This was a research project developed for the second term of the Post-Degree Diploma in Data Analytics in Langara College.
This project builds linear regression models in R to predict car CO₂ emissions (grams/km) using the Government of Canada’s Fuel Consumption dataset. The analysis includes descriptive statistics, feature evaluation, and regression modeling to identify the best predictors of emissions and compare model performance.
- Analyze fuel consumption, engine size, cylinders, transmission type, and fuel type to understand their relationship with CO₂ emissions.
- Develop regression models to predict emissions and assess their accuracy.
- Compare stepwise, forward, backward, and subset selection methods to optimize the model.
- Language: R
- Libraries:
MASS,leaps,ggplot2,dplyr - Techniques: Stepwise regression, subset selection, interaction effects, model validation
-
Data Preparation
- Cleaned and filtered the Government of Canada dataset.
- Split into training (80%) and testing (20%) sets.
-
Descriptive Analysis
- Explored numerical (engine size, cylinders, consumption) and categorical (fuel type, transmission, class, gears) variables.
- Identified strong correlations (e.g., CO₂ vs fuel consumption: 0.935).
-
Modeling
- Built multiple regression models (stepwise, forward, backward, exhaustive search).
- Tested in total 9 models with and without interaction terms.
- Compared Model number 8 (full model) vs. Model number 9 (reduced model).
-
Evaluation
- Achieved high predictive accuracy (Adjusted R² ≈ 0.9992).

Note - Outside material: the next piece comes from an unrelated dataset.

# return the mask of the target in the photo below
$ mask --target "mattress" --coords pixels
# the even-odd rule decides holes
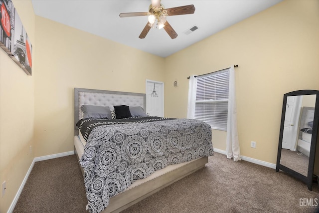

- Residual analysis confirmed improved variance stability after including interaction terms.
- The full model, which included consumption, fuel type, year, gears, transmission, engine, and the interaction term (consumption × fuel), emerged as the strongest predictor of CO₂ emissions (RMSE = 1.83, R² ≈ 0.9992).
- The reduced model, using only consumption, fuel type, and their interaction, offered a simpler structure while still maintaining high accuracy (RMSE = 2.47, R² = 0.9985), making it the most effective for practical use.
- Demonstrated that smaller models can still deliver reliable predictive performance.
├── Data/ # Raw and cleaned datasets (train/test splits)
├── Src/ # R scripts for analysis and modelling
├── Documentation/f # Full project report
└── README.md # Project documentation